Reconciling changing my own changing outlook with my spouse’s perspectives


Hi Brooke,

I have been learning so much from what you teach, it has been life-changing to me. Thank you!

I am working on making some decisions about where next to take my career and starting my own coaching business. In this, there are some financial considerations (ie. changing strategies on how to save up for a house that we want to build, how to pay for student loans, how to pay for childcare in this transition) as well as having to consider the impact this may have on our family (ie. where will my son go to school, will we be near family, etc.) I fully intend to take all action needed to achieve the various results I want, and very much believe that I can do so, but also recognize that sometimes things just don’t work out as planned and that it may be necessary to re-strategize and “try again.” My husband is very much a pragmatist and does have very good mental health (very good way of approaching problems, managing his mind, following through on commitments, resilient, etc.) However, he is not participating self-coaching process I have chosen for myself, so there are still differences in how we are choosing to perceive situations. He is very much supportive of my decisions about starting a business. But he shares concerns related to the practical considerations above.
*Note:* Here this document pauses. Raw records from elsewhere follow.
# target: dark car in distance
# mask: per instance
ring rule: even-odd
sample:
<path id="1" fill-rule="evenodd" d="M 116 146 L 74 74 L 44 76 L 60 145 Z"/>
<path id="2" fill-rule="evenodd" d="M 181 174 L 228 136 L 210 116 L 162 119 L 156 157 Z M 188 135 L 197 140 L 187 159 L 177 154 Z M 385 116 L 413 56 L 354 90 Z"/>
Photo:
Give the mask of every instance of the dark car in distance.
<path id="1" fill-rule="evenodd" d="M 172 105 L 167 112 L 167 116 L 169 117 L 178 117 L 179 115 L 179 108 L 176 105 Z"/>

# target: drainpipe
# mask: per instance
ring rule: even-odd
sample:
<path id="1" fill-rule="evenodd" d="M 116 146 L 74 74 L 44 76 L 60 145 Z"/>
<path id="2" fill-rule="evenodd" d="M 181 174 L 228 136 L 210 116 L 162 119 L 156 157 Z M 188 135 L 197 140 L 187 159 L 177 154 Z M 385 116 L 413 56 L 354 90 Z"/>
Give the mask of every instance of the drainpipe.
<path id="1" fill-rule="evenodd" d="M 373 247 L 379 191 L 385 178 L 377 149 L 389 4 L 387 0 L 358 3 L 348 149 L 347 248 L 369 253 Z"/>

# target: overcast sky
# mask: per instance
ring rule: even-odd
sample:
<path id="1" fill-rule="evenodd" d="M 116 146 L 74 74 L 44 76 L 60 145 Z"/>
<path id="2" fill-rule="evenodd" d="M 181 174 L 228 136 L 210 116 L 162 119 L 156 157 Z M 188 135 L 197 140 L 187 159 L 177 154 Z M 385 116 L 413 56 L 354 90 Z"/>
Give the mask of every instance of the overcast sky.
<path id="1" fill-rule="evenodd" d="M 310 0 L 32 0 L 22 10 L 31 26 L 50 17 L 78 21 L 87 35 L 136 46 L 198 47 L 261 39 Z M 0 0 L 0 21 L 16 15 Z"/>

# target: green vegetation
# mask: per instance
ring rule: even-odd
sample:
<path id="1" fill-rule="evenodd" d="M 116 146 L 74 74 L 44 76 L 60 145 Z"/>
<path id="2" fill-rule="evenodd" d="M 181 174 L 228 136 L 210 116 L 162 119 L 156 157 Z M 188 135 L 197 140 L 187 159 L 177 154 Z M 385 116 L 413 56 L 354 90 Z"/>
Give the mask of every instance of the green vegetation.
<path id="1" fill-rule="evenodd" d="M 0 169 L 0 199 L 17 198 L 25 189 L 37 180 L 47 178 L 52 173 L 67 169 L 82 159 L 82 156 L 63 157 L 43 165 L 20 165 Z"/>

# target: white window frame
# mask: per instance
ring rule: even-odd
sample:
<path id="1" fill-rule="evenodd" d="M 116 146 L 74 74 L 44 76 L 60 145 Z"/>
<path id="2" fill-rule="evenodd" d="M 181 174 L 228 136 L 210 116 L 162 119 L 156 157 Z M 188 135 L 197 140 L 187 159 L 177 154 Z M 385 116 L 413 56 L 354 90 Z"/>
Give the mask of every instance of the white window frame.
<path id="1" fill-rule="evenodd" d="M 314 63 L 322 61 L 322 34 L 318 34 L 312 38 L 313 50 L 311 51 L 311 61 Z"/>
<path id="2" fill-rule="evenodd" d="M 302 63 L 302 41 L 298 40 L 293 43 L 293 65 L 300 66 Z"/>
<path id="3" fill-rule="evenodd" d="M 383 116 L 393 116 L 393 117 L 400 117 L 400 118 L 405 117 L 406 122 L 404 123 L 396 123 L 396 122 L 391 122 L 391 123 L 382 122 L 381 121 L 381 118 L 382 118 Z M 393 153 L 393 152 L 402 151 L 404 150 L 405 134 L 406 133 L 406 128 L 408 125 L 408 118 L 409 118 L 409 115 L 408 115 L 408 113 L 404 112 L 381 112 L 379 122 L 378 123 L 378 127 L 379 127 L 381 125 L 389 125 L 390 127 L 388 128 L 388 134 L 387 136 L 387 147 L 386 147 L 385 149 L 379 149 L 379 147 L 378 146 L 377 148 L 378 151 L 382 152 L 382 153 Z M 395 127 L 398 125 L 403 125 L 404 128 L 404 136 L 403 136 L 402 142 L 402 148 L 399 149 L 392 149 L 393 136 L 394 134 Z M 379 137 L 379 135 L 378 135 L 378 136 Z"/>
I am open to the idea that as I embark on this new journey, because of the learning process involved, I may not achieve the results according to a timeline that me and my husband would find ideal (as originally planned), and that I will need to learn to accommodate to the changing circumstances along the way, knowing I will achieve my goal in the end. For example, I am accepting of the idea that perhaps we will not build a home according to our original timeline, if this means that I will develop my business and ultimately have the home and other things we want as well.

My questions are:
1. Should I be focusing more on defining the multiple results I want (ie. developing a successful coaching business, saving for a home to build according to our original timeline, paying off my loans by a certain time, being able to afford childcare, etc) and then finding the way to achieve it and just going for it, instead of thinking about the possibility of not achieving it? (I think yes; if things don’t go as planned, I will deal with that eventuality if needed). When making decisions about how to shape my business, considering in part what is best for our family, how do I reconcile my desire to go all in to really achieve what I set out to do, with my husband’s perspectives and concerns (which include very reasonable questions about how this will impact our original life plans)? I find that considering some of his perspective, which previously would have been my own as well, brings me to a place of fear and self-doubt that I find I have to work out of each time. I appreciate your thoughts on this!